Location : Bengaluru / Kochi, India

Experience : 5-8 Years

Employment Type : Full-time

Job Overview :

We are seeking a skilled Python Data Engineer responsible for building and maintaining scalable, reliable data pipelines using Python and orchestration tools like Mage.AI or Airflow. You will be a key contributor to data ingestion, transformation, warehousing, and cloud-based deployment, playing a crucial role in our data initiatives.

Key Responsibilities :

- Design, build, and maintain robust and scalable data pipelines using Python.

- Utilize orchestration and workflow management tools, specifically Mage.AI, Airflow, or similar platforms, to automate and schedule data processes.

- Contribute across the entire data lifecycle, including data ingestion from various sources (APIs, databases, files), data transformation, and data warehousing.

- Manage and connect to data effectively in data warehouses such as PostgreSQL, AWS Redshift, or comparable systems.

- Ensure the reliability and efficiency of data flow and processing.
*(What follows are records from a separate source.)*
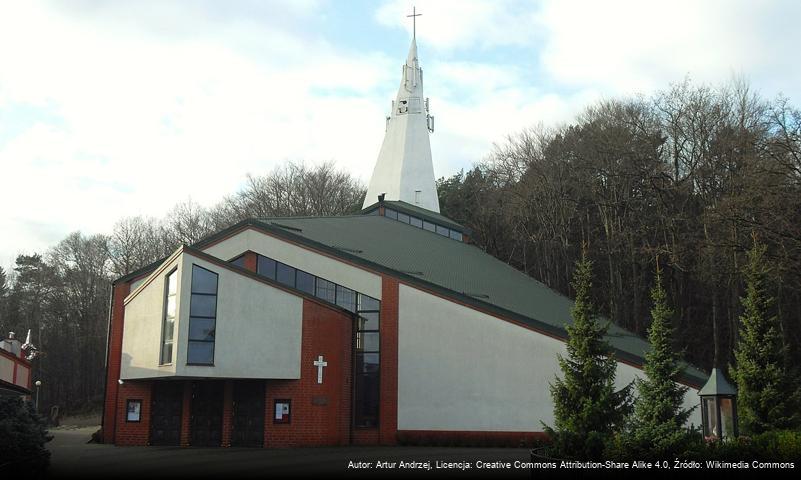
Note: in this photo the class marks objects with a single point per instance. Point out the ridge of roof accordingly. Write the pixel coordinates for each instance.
(349, 244)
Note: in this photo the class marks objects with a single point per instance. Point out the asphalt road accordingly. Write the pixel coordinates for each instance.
(73, 457)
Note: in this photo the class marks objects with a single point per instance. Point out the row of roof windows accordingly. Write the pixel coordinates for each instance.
(424, 224)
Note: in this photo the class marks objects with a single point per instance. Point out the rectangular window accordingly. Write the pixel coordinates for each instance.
(285, 274)
(239, 261)
(367, 302)
(305, 282)
(368, 321)
(366, 367)
(202, 317)
(266, 267)
(133, 409)
(367, 341)
(346, 298)
(365, 400)
(326, 290)
(168, 323)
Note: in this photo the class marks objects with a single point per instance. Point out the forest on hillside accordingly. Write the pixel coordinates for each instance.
(686, 178)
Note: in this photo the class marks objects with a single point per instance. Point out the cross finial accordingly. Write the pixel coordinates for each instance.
(414, 16)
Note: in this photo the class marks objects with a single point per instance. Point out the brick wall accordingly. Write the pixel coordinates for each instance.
(388, 413)
(320, 413)
(114, 358)
(186, 415)
(228, 412)
(133, 433)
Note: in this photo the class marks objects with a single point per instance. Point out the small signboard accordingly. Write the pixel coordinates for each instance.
(282, 411)
(134, 409)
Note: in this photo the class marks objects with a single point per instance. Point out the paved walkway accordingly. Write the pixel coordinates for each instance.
(73, 457)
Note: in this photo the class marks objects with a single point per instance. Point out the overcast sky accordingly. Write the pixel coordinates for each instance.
(119, 108)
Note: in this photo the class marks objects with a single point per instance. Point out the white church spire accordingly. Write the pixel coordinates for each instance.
(404, 169)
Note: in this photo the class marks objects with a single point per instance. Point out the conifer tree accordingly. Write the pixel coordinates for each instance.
(587, 409)
(767, 397)
(657, 426)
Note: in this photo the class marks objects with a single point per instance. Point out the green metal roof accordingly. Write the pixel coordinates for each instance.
(717, 384)
(418, 212)
(454, 269)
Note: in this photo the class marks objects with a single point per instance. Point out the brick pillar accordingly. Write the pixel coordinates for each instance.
(228, 412)
(388, 410)
(114, 361)
(186, 414)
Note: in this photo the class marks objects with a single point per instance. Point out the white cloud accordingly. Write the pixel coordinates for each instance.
(459, 24)
(634, 45)
(145, 104)
(146, 121)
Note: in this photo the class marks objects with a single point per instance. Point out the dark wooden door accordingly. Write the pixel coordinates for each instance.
(207, 409)
(248, 421)
(165, 413)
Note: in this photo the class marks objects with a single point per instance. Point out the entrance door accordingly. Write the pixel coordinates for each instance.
(248, 421)
(165, 413)
(207, 408)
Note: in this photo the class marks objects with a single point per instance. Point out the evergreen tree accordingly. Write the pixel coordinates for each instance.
(766, 395)
(657, 427)
(587, 409)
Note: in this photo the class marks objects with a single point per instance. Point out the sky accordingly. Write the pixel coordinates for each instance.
(118, 108)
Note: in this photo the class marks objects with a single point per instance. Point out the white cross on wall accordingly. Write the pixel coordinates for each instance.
(319, 363)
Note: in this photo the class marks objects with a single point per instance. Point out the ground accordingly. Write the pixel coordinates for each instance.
(73, 457)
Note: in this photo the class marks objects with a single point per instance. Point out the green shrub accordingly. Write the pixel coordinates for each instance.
(22, 438)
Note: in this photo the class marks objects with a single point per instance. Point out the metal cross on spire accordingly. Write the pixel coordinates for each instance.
(414, 16)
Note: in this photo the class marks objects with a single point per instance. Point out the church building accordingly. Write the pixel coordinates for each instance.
(361, 329)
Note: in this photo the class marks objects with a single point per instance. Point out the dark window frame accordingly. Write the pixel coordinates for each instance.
(189, 340)
(366, 416)
(166, 297)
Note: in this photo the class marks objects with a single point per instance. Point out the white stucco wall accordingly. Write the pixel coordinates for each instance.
(258, 328)
(460, 369)
(141, 337)
(258, 331)
(298, 257)
(23, 373)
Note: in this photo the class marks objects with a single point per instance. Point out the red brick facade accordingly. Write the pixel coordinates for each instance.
(388, 413)
(114, 360)
(320, 413)
(133, 433)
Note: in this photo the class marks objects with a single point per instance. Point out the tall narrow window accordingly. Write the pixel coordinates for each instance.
(202, 317)
(366, 363)
(168, 324)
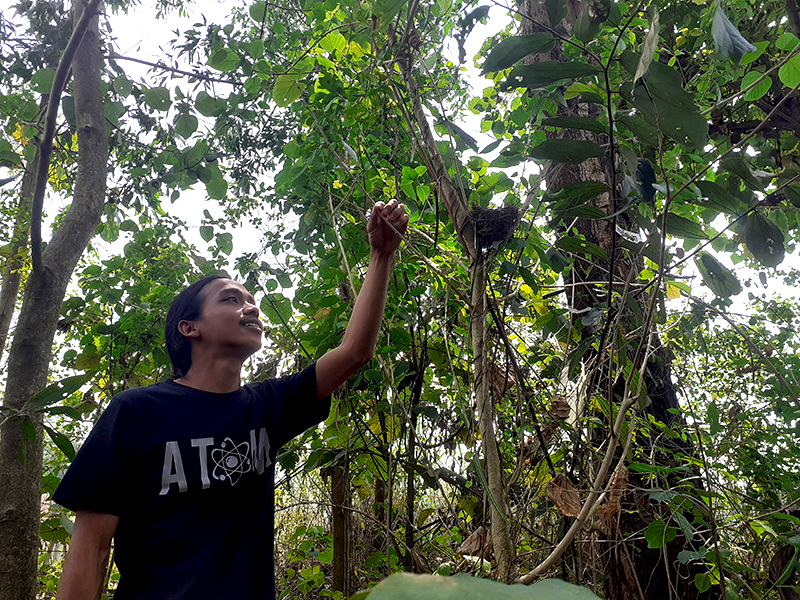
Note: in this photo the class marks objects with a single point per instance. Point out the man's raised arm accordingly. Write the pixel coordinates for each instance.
(358, 346)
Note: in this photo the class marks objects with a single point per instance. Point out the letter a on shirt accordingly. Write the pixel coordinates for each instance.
(172, 460)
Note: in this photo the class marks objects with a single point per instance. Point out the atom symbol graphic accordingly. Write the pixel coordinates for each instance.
(231, 461)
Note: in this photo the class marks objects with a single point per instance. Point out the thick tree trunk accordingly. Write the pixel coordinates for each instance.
(29, 358)
(632, 570)
(501, 538)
- Apply strong problem-solving and analytical skills to resolve complex data challenges.

- Collaborate effectively with cross-functional teams, demonstrating excellent communication abilities.

Required Skills & Qualifications

- Proven experience as a Python Developer with a strong focus on data engineering.

- Proficiency in Mage.AI, Airflow, or any similar data pipeline orchestration and workflow management tool.

- Solid understanding of ETL processes and data warehousing concepts and modeling techniques.

- Experience with connecting to and managing data in data warehouses like PostgreSQL, AWS Redshift, or similar.

- Familiarity with data ingestion from various sources, including APIs, databases, and files.

- Strong problem-solving and analytical skills.

- Excellent communication and collaboration abilities.

- Bachelor's degree in Computer Science, Engineering, or a related field, or equivalent practical experience.

Preferred Qualifications :

- Experience with deploying data pipelines in cloud environments, such as AWS EMR or Kubernetes.

- Hands-on experience with PySpark for big data processing, transformation, analytics, and its machine learning libraries (Spark MLlib).

- Knowledge of real-time data processing and stream analytics.

- Familiarity with other data engineering tools and technologies.

- Contributions to open-source data projects.